Als Pilotprojekt von EDU4Standards.eu verfolgte die PhD School das Ziel, die Fähigkeit von Nachwuchsforscher:innen zu stärken, exzellente Forschung mit Engagement für Standardisierung und gesellschaftlicher Wirkung zu verbinden. Standards wurden dabei nicht als rein technische Dokumente verstanden, sondern als Ergebnisse von Aushandlungsprozessen, in denen die Interessen und Werte verschiedener Akteur:innen eingebracht und abgewogen werden müssen – damit als ein Handlungsfeld, in dem sich junge Wissenschaftler:innen strategisch und verantwortungsvoll positionieren können.
Ein besonderer Mehrwert lag in der Breite der Expertise, die von zwölf Referent:innen aus Wissenschaft, Wissens- und Technologietransfer/Innovation sowie Standardisierungsorganisationen eingebracht wurde: mit europäischen Perspektiven aus dem CENELEC- und ETSI-Umfeld, nationaler Praxis von Austrian Standards International (ASI), Innovations- und Politikexpertise vom Fraunhofer ISI sowie Beiträgen aus Forschungs- und Bildungsnetzwerken wie EURAS und führenden Universitäten, darunter RWTH Aachen, Politecnico di Milano, TU Eindhoven, IT:U Linz und die Universität Graz. Das Programm wurde zudem durch praxisnahe Einblicke aus dem Wissens- und Technologietransfer (TTO/ASTP-Perspektive) und der Innovationsberatung (inn-ovation) weiter bereichert.
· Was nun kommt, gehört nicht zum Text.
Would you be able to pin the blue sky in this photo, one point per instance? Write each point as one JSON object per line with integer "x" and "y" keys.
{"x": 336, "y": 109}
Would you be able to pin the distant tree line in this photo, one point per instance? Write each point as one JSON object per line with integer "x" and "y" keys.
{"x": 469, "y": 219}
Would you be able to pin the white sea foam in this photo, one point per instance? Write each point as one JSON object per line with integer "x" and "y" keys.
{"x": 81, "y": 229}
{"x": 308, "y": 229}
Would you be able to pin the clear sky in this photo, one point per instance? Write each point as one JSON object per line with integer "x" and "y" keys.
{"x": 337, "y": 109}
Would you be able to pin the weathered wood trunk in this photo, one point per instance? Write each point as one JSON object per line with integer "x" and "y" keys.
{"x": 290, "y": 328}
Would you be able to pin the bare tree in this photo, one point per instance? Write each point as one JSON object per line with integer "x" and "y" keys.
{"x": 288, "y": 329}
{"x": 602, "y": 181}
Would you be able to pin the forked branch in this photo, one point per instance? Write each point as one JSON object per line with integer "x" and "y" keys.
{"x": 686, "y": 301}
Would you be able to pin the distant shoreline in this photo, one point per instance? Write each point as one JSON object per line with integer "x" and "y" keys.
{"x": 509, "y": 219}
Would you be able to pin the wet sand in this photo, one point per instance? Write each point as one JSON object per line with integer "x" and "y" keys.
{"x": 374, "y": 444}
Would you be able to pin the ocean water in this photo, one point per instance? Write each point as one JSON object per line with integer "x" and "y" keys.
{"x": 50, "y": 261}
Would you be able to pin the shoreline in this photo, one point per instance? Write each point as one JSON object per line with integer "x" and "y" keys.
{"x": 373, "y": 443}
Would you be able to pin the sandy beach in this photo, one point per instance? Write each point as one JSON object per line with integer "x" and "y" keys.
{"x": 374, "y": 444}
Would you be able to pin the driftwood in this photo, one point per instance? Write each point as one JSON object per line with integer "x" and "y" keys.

Zentrale Lernaktivitäten umfassten die Entwicklung eines persönlichen Ausgangsdokuments, die Auseinandersetzung mit der europäischen Standardisierungslandschaft (einschließlich harmonisierter europäischer Normen), praktische Übungen zur Recherche und Bewertung von für die Teilnehmenden relevanten Standards aus der Stand-EUVI-Perspektive, Sitzungen zu Verwertung und Wissenstransfer sowie Reflexionsformate zu verantwortungsbewusster Standardisierung und Handhabung von Interessenskonflikten.
Am Ende des Kurses verfügten die Teilnehmenden über ein besseres Verständnis von Standards in ihrem jeweiligen Fachgebiet, mehr Sicherheit in der praktischen Anwendung von Normen und konkrete Erfahrung, warum es wichtig ist, bei der globalen Standardisierung auf europäische Werte und Interessen zu setzen.